Proof verification $\lim_{x \rightarrow 0}{\sin(\frac{\pi}{x})}$ does not exist.

Question

Prove that $\lim_{x \rightarrow 0}{\sin(\frac{\pi}{x})}$ does not exist. Usually textbooks prove this by using two sequences that converge to different limits. I'd like to know if the following reasoning is valid.

Proof: Notice that $\lim_{x \rightarrow 0}{\sin(\frac{\pi}{x})}$ = $\lim_{x \rightarrow 0}{\sin(\frac{\pi}{x})} \cdot \frac{\frac{\pi}{x}}{\frac{\pi}{x}} = \lim_{x \rightarrow 0}{\frac{\sin(\frac{\pi}{x})}{\frac{\pi}{x}}} \cdot \frac{\pi}{x}$.

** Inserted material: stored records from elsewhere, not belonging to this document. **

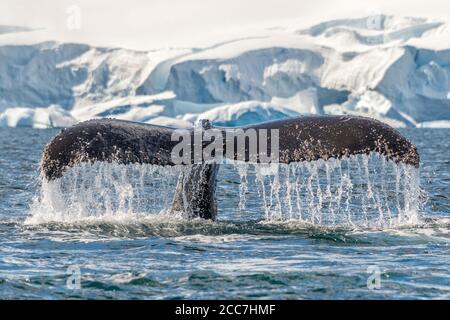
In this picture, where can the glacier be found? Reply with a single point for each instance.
(395, 69)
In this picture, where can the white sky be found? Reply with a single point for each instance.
(146, 24)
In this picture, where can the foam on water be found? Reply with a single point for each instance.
(357, 191)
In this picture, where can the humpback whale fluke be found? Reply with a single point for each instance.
(300, 139)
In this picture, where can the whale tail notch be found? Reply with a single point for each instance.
(300, 139)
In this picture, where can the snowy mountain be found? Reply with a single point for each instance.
(390, 68)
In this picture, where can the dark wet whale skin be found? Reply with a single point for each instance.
(300, 139)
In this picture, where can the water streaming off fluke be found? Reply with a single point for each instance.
(358, 191)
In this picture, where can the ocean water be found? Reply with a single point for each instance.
(360, 228)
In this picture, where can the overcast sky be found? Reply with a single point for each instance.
(146, 24)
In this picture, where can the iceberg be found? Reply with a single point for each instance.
(395, 69)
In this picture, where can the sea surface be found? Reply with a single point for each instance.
(360, 228)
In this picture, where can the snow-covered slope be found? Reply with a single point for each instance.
(382, 66)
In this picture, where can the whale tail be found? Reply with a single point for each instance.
(299, 139)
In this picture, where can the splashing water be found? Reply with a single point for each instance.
(358, 191)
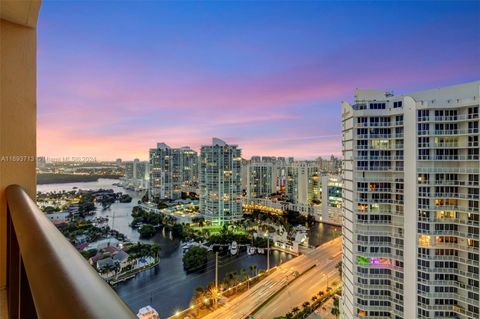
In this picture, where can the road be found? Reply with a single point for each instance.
(325, 257)
(301, 290)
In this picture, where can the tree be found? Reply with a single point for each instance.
(335, 309)
(147, 231)
(195, 259)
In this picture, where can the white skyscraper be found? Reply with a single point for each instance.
(172, 171)
(411, 204)
(220, 181)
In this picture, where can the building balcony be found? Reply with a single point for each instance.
(46, 276)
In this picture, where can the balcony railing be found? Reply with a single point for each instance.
(46, 276)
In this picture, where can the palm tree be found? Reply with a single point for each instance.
(253, 269)
(335, 311)
(214, 294)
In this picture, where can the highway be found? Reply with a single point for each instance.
(325, 257)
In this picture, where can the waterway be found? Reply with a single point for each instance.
(167, 287)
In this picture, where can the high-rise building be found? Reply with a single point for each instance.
(411, 204)
(220, 181)
(172, 171)
(260, 178)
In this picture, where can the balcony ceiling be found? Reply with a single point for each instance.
(20, 12)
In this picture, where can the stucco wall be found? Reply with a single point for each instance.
(17, 117)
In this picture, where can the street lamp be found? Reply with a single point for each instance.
(268, 250)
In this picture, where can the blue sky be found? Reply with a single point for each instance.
(117, 77)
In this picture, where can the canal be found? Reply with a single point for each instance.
(167, 287)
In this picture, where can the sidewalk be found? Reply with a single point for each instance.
(323, 314)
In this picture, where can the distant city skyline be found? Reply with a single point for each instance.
(268, 76)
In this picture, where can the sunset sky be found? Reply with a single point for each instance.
(115, 78)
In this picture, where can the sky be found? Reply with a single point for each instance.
(116, 77)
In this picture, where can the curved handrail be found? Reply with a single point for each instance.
(62, 283)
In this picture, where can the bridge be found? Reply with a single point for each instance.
(286, 288)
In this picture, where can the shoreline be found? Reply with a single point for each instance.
(49, 178)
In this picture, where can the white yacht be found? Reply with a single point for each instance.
(148, 312)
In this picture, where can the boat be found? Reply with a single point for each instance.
(234, 248)
(148, 312)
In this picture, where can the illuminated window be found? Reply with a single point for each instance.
(424, 240)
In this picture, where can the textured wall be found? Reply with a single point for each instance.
(17, 117)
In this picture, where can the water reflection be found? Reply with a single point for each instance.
(167, 287)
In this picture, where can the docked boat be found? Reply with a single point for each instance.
(148, 312)
(234, 248)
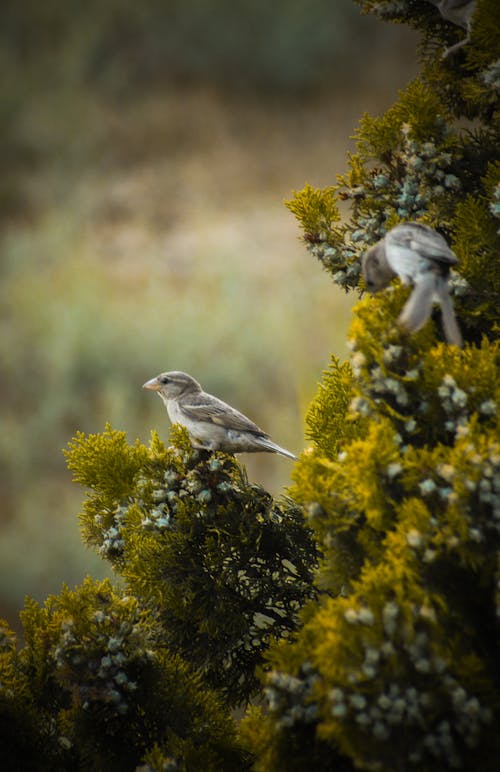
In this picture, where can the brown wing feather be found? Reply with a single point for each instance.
(423, 240)
(205, 407)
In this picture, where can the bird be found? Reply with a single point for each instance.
(420, 257)
(211, 423)
(459, 12)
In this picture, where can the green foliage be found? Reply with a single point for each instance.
(316, 210)
(98, 693)
(419, 162)
(396, 663)
(326, 424)
(222, 565)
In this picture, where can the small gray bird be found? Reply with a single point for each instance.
(420, 257)
(210, 422)
(459, 12)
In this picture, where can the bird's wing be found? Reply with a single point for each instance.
(418, 307)
(205, 407)
(423, 240)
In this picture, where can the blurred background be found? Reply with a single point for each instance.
(146, 149)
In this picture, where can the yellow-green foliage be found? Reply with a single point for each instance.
(396, 665)
(418, 162)
(222, 565)
(326, 424)
(97, 691)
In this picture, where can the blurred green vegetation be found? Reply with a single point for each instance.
(146, 150)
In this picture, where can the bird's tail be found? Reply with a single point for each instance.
(418, 307)
(268, 444)
(450, 324)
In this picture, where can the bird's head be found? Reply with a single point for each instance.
(376, 270)
(172, 385)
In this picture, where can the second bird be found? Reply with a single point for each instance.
(211, 423)
(420, 257)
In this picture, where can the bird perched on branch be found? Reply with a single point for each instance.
(459, 12)
(420, 257)
(210, 422)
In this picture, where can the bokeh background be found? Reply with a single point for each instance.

From the fundametal trigonometric limit, we know that $\lim_{x \rightarrow 0}{\frac{\sin(\frac{\pi}{x})}{\frac{\pi}{x}}} = 1$.

Also, $\lim_{x \rightarrow 0^+}{\frac{\pi}{x}} = +\infty$ and $\lim_{x \rightarrow 0^-}{\frac{\pi}{x}} = -\infty$.

Hence, $\lim_{x \rightarrow 0^+}{\frac{\sin(\frac{\pi}{x})}{\frac{\pi}{x}}} \cdot \frac{\pi}{x} = +\infty$ and $\lim_{x \rightarrow 0^-}{\frac{\sin(\frac{\pi}{x})}{\frac{\pi}{x}}} \cdot \frac{\pi}{x} = -\infty$.

Therefore, $\lim_{x \rightarrow 0}{\frac{\sin(\frac{\pi}{x})}{\frac{\pi}{x}}} \cdot \frac{\pi}{x} = \lim_{x \rightarrow 0}{\sin(\frac{\pi}{x})}$ does not exist.

Answer 1

No, this is not correct. Since $x\mapsto\sin\left(\frac\pi x\right)$ is a bounded function, there is no way you can have $\lim_{x\to0^\pm}=\pm\infty$.

If $\lim_{x\to0}f(x)=0$, then, yes, $\lim_{x\to0}\frac{\sin(f(x))}{f(x)}=1$. But you don't have $\lim_{x\to0}\frac\pi x=0$.

Answer 2

$\lim_{ x \to 0}\frac{sin(\frac{\pi}{x})}{\frac{\pi}{x}} \neq 1$.

Look here for a explanation. In the way you have done, the limit for both cases $x \to 0^{+}$ and $x \to 0^{-}$ will be zero.

Answer 3

$$L=\lim_{x\to 0}~ \sin(\pi/x)$$ is a real, bounded in $[-1,1]$ but uncertain number. So the limit does not exist.